The Silo. Photo: Jae Boggess.

 

Rather than proposing a complete overhaul into a new building, my project emphasized certain “as found” qualities like porosity, exposed structural elements and the invasion of nature, which lend the ruins a certain splendor. What was once considered a banal industrial structure was elevated by the ravages of time into an icon for the neighborhood and a scaffold for new activities. By virtue of its age, the building provides a unique spatial experience that cannot be imitated in something brand new. Going beyond passive admiration of the structure to increase its functionality while accentuating its existing condition became the design project for this site, which I believe could be applied elsewhere.
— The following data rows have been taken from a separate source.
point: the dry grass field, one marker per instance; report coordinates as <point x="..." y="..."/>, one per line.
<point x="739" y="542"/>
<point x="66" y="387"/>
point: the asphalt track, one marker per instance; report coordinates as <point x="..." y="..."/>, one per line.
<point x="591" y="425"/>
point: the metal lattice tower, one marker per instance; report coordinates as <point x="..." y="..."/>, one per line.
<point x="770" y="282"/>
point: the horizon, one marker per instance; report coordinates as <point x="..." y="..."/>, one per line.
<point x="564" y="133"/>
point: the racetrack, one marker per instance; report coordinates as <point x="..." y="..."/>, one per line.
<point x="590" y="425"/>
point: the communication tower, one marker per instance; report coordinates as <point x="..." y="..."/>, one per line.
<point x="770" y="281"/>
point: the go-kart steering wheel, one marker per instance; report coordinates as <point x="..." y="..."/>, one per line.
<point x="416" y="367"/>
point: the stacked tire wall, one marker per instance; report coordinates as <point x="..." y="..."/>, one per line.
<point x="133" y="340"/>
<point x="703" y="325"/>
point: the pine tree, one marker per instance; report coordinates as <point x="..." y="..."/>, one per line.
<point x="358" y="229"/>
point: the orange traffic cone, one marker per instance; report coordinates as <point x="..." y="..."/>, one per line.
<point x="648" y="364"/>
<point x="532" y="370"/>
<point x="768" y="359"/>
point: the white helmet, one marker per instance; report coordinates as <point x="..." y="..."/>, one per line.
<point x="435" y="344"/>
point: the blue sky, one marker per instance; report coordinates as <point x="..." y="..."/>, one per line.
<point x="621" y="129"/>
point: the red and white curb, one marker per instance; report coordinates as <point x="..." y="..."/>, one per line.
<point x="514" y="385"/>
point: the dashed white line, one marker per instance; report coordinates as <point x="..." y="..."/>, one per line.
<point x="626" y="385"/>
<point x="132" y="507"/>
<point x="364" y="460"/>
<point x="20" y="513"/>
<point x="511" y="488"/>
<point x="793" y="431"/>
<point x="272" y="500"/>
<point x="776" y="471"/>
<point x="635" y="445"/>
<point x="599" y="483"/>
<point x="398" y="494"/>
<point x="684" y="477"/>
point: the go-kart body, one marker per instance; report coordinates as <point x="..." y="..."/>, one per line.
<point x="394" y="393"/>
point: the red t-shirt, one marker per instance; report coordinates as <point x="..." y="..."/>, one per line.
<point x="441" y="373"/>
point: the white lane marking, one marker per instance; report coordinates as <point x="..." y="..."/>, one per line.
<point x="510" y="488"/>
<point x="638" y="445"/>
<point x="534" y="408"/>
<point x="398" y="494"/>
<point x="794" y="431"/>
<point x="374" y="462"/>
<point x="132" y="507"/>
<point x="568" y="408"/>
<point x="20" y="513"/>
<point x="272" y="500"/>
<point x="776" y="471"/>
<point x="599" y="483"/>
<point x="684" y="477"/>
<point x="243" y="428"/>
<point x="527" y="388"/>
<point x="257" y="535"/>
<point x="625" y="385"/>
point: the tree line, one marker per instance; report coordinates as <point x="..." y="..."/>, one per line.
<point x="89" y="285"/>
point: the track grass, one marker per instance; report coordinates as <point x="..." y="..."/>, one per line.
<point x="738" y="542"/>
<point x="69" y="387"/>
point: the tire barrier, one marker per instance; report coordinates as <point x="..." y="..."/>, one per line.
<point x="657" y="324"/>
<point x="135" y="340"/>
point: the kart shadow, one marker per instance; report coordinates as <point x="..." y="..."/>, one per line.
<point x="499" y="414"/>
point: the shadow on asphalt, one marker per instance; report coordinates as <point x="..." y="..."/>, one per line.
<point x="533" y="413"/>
This approach recalls Alison and Peter Smithson’s celebration of the "as found" as a generator for new activity: "... [W]e meant by the 'as found' not only adjacent buildings but all those marks that constitute remembrances in a place and that are to be read by finding out how the existing built fabric of the place came to be as it was ... the as found was a new seeing of the ordinary, an openness as to how prosaic 'things' could re-energise our inventive activity ... how the new could re-energise the existing fabric.”

After spending a good amount of time in the East End researching the site, it became clear to me that the area has a unique history rooted in the city's evolving industries and the communities that support them. The expansion of the Houston Ship Channel in various stages in the early twentieth century established the city as a transportation hub, with a multitude of railroads crisscrossing the east side to connect the port with the country's major freight arteries. Industry and the accompanying workforce, composed largely of immigrants, soon moved closer to the water, leaving behind urban voids and abandonment where they previously existed.

Abandoned storefront on Navigation Boulevard. Photo: Jae Boggess.

 

Petrochemical refineries became the dominant presence on the far east side after the discovery of oilfields nearby. East End neighborhoods are historically diverse, predominantly populated by German, Italian, and Mexican immigrants who settled near the port. A large Latino community remains to this day, with the Second Ward and Magnolia Park being two of Houston's oldest Hispanic neighborhoods.

We are experiencing a growing awareness for historic preservation, as Barry Moore notes, but currently only one of the city's protected historic districts — Glenbrook Valley — exists east of Downtown. Additionally, current city guides tend to bias the more affluent west side (The New York Times' “36 Hours in Houston” published in February does not feature any locations east of Downtown). As excitement grows about the potential for urban development here, efforts threaten to uproot residents and diminish the East End’s legacy as a culturally diverse production hub. Eastward expansion of the light rail will be either a blessing or a curse, depending on how accompanying development treats the existing urban fabric. Preservation efforts in Houston must look beyond obvious landmarks beloved for their cultural iconicity, such as the Astrodome, to include the vestiges of East End industry as it contributes to the story of our city.